The Bank of England is not merely observing the rise of tokenization; it is actively reshaping its financial infrastructure to adapt to this evolution.
Sasha Mills, who serves as the Executive Director for Financial Market Infrastructure at the Bank, is articulating a vision that emphasizes the necessity for central bank money to evolve alongside wholesale financial markets which are increasingly moving to blockchain technology.
#What is the significance of the RTGS redevelopment?
Central to the Bank's strategy is an extensive overhaul of its Real Time Gross Settlement system, termed RT2. This modernization is aimed at integrating distributed ledger technology, or DLT, into its foundational operations. A pivotal aspect of RT2 is the introduction of a new synchronization interface, enabling DLT-enabled assets to settle using central bank money.

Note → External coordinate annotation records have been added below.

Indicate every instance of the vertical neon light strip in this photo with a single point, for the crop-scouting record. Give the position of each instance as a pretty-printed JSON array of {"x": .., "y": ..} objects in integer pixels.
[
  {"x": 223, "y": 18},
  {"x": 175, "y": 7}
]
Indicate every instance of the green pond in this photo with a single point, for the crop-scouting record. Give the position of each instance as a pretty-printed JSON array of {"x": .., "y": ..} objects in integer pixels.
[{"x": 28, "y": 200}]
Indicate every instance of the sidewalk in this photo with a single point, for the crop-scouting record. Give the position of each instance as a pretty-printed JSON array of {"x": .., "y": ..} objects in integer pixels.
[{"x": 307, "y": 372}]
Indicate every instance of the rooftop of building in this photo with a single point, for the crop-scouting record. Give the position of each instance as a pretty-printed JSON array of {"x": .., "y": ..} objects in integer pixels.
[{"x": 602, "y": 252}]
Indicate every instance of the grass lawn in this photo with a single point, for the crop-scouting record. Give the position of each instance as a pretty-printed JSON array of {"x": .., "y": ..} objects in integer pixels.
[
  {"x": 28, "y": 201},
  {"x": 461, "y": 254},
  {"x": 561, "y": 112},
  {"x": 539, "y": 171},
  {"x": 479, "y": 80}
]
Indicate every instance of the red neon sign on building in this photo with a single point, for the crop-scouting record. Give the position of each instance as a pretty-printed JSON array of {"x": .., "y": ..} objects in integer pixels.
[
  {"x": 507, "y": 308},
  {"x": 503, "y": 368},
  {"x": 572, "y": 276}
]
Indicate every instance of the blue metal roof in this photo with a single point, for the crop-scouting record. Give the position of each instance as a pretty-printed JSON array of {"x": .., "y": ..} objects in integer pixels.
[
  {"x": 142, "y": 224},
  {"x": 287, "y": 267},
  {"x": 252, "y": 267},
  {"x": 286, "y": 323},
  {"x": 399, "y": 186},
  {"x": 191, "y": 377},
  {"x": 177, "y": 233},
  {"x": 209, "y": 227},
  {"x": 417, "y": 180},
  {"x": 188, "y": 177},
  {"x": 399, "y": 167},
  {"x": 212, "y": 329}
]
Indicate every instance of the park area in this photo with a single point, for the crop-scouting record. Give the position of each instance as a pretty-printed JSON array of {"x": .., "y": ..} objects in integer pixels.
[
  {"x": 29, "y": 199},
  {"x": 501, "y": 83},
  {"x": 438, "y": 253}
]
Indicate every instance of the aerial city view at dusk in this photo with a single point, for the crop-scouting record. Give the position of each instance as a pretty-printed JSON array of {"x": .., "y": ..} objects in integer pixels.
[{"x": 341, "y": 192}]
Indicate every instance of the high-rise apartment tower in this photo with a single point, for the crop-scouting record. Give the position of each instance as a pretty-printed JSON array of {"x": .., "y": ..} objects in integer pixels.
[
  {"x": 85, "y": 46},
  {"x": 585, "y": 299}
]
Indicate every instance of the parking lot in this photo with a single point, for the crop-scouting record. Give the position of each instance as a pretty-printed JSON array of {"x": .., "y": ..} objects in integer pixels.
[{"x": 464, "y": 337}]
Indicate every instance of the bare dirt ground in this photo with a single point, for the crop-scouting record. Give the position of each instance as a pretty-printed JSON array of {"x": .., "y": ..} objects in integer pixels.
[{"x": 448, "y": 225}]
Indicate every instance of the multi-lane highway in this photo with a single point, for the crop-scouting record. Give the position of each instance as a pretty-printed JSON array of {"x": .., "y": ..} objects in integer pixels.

Mills initially presented this evolutionary direction during a keynote address in July 2025, announcing the launch of a DLT Innovation Challenge in concert with the BIS Innovation Hub. This challenge seeks to explore the applications of programmable ledgers in the settlement of wholesale central bank money.
The Bank is also collaborating directly with Fnality, a payment operator utilizing DLT. This partnership explores the integration of its technology into Real Time Gross Settlement accounts, which may extend settlement hours, thereby enhancing accessibility for market players in various time zones.
#How are stablecoins being integrated into the mainstream?
In January 2026, during the Tokenisation Summit, Mills outlined key priorities including the establishment of a stablecoins regulatory framework in collaboration with the Financial Conduct Authority. This framework aims to create clear operating guidelines for regulated stablecoins within wholesale markets.
The Bank's Digital Securities Sandbox serves as the testing arena for this initiative, with plans to specifically test stablecoins for wholesale transactions. The proposed framework could set transitional limits ranging from £10,000 to £20,000 for individuals, and up to £10 million for businesses.
By May 2026, Mills characterized stablecoins as a rapidly growing currency form, a notable affirmation given her responsibility for overseeing the UK's financial market infrastructure.
#What are the implications of tokenized collateral?
Beyond the topics of settlement and stablecoins, Mills highlighted the need for clarity on how tokenized collateral should be addressed under UK EMIR. Correctly defining this will eliminate significant obstacles for institutions aiming to use DLT platforms for derivatives clearing and settlement.
#What does this mean for investors?
For stablecoin issuers, establishing a systemic regime presents both opportunities and regulatory constraints. Those who meet the regulatory criteria will gain access to wholesale markets currently unavailable to them.
For traders and investors keenly observing the stablecoin sector, the proposed transitional limits indicate the Bank's intent for a controlled and gradual adoption process rather than an immediate surge in stablecoin-driven wholesale activities.